Fotos: Telam
¿Por qué Horacio González es tan querido? Creo que la pregunta sólo puede responderse así: porque era él. Resulta indistinguible si lo leíamos y lo escuchábamos porque lo queríamos o lo queríamos porque lo leíamos y lo escuchábamos. Y por la calidez de su pensamiento agudo, que se detenía donde nadie lo había hecho para hallar un tesoro donde parecía que no había nada que encontrar. Y porque hizo que quisiéramos con él: tantas personas, vivas y muertas, tantas ideas, tantos libros… Horacio quería querer con mucha gente, con toda la que fuera posible. Ese era su don, sobre el que María Pía López escribió un libro hermoso: Yo ya no. Horacio González: el don de la amistad.
Enseñó tantas cosas a tantas y a tantos.

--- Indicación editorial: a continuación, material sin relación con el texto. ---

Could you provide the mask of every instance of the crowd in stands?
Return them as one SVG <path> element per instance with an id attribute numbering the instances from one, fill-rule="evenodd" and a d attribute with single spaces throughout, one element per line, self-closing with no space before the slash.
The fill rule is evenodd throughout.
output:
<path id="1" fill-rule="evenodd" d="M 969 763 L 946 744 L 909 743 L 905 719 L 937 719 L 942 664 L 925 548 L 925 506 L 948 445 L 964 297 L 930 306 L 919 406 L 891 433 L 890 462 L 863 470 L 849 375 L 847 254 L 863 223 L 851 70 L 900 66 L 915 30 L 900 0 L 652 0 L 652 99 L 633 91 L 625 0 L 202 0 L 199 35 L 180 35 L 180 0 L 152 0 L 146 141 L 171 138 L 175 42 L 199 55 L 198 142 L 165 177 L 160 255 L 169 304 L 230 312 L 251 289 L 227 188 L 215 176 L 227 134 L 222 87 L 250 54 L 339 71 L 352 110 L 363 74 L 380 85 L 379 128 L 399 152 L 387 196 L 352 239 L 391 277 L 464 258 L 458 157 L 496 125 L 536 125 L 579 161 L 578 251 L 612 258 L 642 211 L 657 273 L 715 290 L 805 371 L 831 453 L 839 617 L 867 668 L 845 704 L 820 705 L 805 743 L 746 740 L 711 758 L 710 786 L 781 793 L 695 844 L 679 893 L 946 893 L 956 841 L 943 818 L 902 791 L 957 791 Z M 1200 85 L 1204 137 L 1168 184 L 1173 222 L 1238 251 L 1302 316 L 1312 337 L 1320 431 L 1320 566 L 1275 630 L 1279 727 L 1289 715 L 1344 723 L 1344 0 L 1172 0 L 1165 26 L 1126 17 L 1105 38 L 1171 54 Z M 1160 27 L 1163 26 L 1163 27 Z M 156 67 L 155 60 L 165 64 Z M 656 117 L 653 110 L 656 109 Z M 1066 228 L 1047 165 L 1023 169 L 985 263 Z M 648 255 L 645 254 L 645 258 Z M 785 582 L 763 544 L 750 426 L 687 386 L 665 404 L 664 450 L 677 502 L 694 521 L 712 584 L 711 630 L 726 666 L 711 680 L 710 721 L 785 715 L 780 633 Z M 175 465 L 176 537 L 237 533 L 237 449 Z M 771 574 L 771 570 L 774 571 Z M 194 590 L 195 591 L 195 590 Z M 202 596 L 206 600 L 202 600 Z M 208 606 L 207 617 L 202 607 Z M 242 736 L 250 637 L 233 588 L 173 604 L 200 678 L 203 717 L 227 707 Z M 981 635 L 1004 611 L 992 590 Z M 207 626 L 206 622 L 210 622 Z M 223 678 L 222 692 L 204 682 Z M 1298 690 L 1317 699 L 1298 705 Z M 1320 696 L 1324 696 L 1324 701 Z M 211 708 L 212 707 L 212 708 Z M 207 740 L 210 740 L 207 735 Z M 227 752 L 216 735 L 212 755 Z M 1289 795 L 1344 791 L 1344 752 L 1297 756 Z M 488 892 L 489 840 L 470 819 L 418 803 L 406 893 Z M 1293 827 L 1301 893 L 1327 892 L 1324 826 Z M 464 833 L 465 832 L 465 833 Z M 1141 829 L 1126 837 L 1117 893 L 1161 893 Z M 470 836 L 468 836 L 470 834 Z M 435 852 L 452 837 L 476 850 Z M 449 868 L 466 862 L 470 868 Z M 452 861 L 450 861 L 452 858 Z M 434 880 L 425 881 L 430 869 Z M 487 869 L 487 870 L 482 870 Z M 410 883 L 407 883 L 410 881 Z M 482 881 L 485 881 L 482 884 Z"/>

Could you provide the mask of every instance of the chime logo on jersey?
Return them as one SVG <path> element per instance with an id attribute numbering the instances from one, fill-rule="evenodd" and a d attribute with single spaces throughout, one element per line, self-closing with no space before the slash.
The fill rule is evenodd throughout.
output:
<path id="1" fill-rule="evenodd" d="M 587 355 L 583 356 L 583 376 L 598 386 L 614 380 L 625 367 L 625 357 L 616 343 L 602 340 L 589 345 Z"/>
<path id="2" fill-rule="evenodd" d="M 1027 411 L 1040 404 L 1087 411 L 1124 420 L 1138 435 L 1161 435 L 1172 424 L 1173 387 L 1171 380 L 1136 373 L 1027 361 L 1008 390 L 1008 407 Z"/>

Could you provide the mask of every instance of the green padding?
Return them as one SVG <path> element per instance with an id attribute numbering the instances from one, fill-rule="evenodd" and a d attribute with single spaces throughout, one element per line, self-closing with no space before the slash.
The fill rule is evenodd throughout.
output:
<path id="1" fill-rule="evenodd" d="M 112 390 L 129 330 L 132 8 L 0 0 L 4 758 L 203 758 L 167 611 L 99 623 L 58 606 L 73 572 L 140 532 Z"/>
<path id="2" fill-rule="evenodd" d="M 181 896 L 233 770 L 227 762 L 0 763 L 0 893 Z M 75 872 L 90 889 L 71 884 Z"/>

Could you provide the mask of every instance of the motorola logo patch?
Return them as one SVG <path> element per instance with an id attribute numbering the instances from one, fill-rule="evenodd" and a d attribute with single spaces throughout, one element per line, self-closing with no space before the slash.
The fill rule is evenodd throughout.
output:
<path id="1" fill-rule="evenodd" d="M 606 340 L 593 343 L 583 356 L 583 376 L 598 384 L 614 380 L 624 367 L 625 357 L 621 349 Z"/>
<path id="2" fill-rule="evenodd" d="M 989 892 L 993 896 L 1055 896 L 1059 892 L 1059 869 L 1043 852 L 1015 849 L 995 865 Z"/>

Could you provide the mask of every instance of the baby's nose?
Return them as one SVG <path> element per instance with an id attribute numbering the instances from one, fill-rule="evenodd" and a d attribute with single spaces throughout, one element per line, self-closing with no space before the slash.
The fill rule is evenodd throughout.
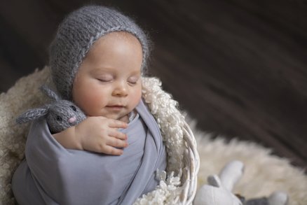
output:
<path id="1" fill-rule="evenodd" d="M 76 121 L 76 117 L 71 117 L 69 119 L 68 119 L 68 122 L 69 122 L 69 123 L 72 123 L 74 121 Z"/>

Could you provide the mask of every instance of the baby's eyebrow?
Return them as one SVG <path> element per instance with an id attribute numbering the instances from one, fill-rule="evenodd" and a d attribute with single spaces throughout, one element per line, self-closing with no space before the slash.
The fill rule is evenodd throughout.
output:
<path id="1" fill-rule="evenodd" d="M 94 73 L 111 73 L 114 71 L 114 69 L 111 67 L 98 67 L 95 68 L 92 70 L 92 72 Z"/>

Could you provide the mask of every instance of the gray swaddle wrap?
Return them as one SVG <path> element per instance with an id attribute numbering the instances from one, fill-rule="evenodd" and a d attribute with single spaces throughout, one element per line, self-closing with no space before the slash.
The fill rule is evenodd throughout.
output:
<path id="1" fill-rule="evenodd" d="M 138 115 L 123 129 L 129 146 L 121 156 L 64 148 L 46 120 L 33 122 L 26 159 L 14 174 L 12 186 L 20 204 L 132 204 L 158 181 L 166 152 L 156 120 L 141 101 Z"/>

La dignidad para afrontar exactamente lo que la vida trae y la valentía de pensar sin nunca sucumbir al cansancio ni a la queja ni a la adversidad, no es la menos fundamental. Pero una cosa será para siempre intransmisible. La sabiduría solamente suya de escuchar lo más incómodo y ser capaz de encontrar precisamente ahí algo que impulse a pensar lo que no había sido pensado antes; el arte de jamás decir lo mismo, de no permitirse la repetición y mostrar siempre el brote de algo nuevo, cuando apenas despunta. Una ética de la discusión sin facilismos, que toma la idea con la que no se comulga por su mejor parte para hacer con ella algo que la excede y la transforma.
Cuando murió Néstor Kirchner sentí por primera vez que se podía llorar de tristeza y de felicidad al mismo tiempo. Como dos aguas que se mezclan y a la vez son nítidas. Hasta ese momento no sabía que podía suceder algo así. Hoy siento eso mismo nuevamente. Pero de un modo más cercano. Una enorme gratitud por haber sido contemporáneos de Horacio, haberlo visto vivir, haberlo sentido hablar y haber podido mirar maravillados el nacimiento de tantas ideas para interpretar el mundo justamente cuando el mundo menos se dejaba pensar.
La felicidad le va a ir ganando a la pena. Pero hoy la tristeza es mucha.